By Emilio Parodi and Valentina Za

MILAN (Reuters) -Banca Progetto, a small Italian bank which investment firm Oaktree recently agreed to sell to Centerbridge, has been placed under court administration for allegedly lending money to a person arrested under mafia charges, a court document showed.

Banca Progetto confirmed in a statement it would work with court-appointed administrator Donato Maria Pezzuto to ensure its internal controls are adequate following a criminal probe in Milan which does not target the bank but involves 10 loans granted by it.

Progetto CEO Paolo Fiorentino told a press conference he “did not like the measure”, but said the bank would support Pezzuto to expedite checks on its control system.

California-based Oaktree Capital Management first invested in Banca Progetto in 2015, and after looking for years to exit the investment struck a binding deal with Centerbridge Partners in September.

The deal has not closed yet and Fiorentino said it would become clear in the coming days whether it could go ahead.

Centerbridge, Oaktree, and its advisers Morgan Stanley and White & Case all declined to comment.

“The bank wishes to reassure its clients and stakeholders that it will continue to operate normally,” Progetto said.

Courts appoint temporary administrators to help companies fix shortfalls while continuing to operate. The move is a safety measure with no punitive intent first developed by Milan magistrates to clean up companies infiltrated by the mafia.
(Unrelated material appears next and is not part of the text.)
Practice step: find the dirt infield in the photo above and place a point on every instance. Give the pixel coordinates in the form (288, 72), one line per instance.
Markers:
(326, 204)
According to the court document, of which Reuters obtained a copy, Banca Progetto lent 10 million euros ($10.8 million) between 2019 and 2023 to a number of companies linked to a person who was arrested for mafia charges in 2023.

Prosecutors allege the bank granted the financing, which was guaranteed by the Italian state, without conducting the necessary checks on the borrower.

The document added that the Bank of Italy had conducted an on-site audit between late 2021 and early 2022, fining Banca Progetto for failures in the vetting of clients who had borrowed state-backed funds.

Asked about the audit, Fiorentino said Progetto was still on a learning curve at the time, having started operating in 2019. It has paid the 100,000-euro fine and complied with suggestions from the regulator to improve its procedures, he added.

In Italy small businesses, which are the majority, access credit mostly through a system of state guarantees, and Banca Progetto specialises in state-guaranteed financing.

“Many banks shun the small and medium enterprises we serve,” Fiorentino said.